Quelques semaines plus tôt, le 7 mai 1794 (18 floréal an II), la Convention adopte un décret présenté par Robespierre. Son premier article affirme que « le peuple français reconnaît l’existence de l’Être suprême et l’immortalité de l’âme ».
Cette décision intervient dans un contexte particulier. Depuis plusieurs mois, la Révolution connaît un vaste mouvement de déchristianisation. Des églises sont fermées, certains symboles religieux sont retirés et plusieurs révolutionnaires défendent ouvertement l’athéisme.
« Le peuple français reconnaît l’existence de l’Être suprême et l’immortalité de l’âme. »
Robespierre refuse pourtant cette orientation. Il considère qu’une société a besoin de principes moraux communs et qu’elle ne peut reposer sur l’athéisme.
Le culte de l’Être suprême n’est ni une nouvelle Église ni une religion traditionnelle. Il s’agit d’une forme de religion civique inspirée des idées des Lumières et notamment de Jean-Jacques Rousseau.
Le décret ne fait référence ni à Jésus, ni à l’Évangile, ni à une révélation particulière. Il affirme simplement l’existence d’un principe supérieur créateur ainsi que l’immortalité de l’âme.
Pour Robespierre, le véritable culte rendu à cet Être suprême consiste avant tout dans la pratique des devoirs moraux et des vertus civiques.
Le 20 prairial an II, correspondant au 8 juin 1794, est choisi pour inaugurer officiellement ce nouveau culte.
À Paris, la cérémonie est organisée par l’artiste Jacques-Louis David. Les festivités débutent aux Tuileries avant qu’une immense procession ne se dirige vers le Champ-de-Mars.
Au cours de la cérémonie, Robespierre prononce plusieurs discours. Un bûcher symbolisant l’athéisme est embrasé et laisse apparaître une représentation de la Sagesse. Au Champ-de-Mars, les participants se rassemblent autour d’une montagne artificielle dominée par un arbre de la Liberté.
Des milliers de personnes participent à une cérémonie pensée comme la première grande fête du nouveau culte.
Des célébrations similaires sont organisées dans de nombreuses communes françaises conformément aux instructions de la Convention.
La fête impressionne par son ampleur mais suscite également des critiques. Certains contemporains estiment que Robespierre occupe une place trop centrale dans la cérémonie.
Sa présence en tête du cortège et les discours qu’il prononce alimentent les moqueries de plusieurs adversaires politiques qui l’accusent de vouloir imposer sa propre vision de la religion.

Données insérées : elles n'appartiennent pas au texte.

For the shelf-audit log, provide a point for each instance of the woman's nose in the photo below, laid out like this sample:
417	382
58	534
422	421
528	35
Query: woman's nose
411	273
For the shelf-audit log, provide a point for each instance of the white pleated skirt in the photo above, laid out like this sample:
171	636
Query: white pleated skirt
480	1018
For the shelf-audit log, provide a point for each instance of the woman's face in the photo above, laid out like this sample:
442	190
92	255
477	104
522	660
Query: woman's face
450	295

Cette perception contribue à renforcer les tensions déjà existantes au sein du gouvernement révolutionnaire.
Malgré le faste de la cérémonie, le culte de l’Être suprême ne s’impose jamais durablement dans la société française.
Moins de deux mois après la fête, Robespierre est renversé lors des événements de Thermidor puis exécuté le 28 juillet 1794.
Avec sa chute disparaît également le projet religieux qu’il avait porté. Les fêtes prévues par le décret continuent quelque temps mais le culte perd rapidement son importance politique.
La fête de l’Être suprême reste l’un des exemples les plus célèbres de tentative de création d’une religion civique par un État moderne.
Le 8 juin 1794, la Révolution française organise l’une de ses cérémonies les plus spectaculaires. Alors même qu’elle combat l’influence de l’Église catholique, elle affirme publiquement l’existence d’un Être suprême et de l’immortalité de l’âme.
L’épisode illustre une réalité souvent oubliée : la Révolution n’a pas seulement cherché à transformer les institutions politiques. Elle a aussi tenté de redéfinir la place du religieux dans la société française.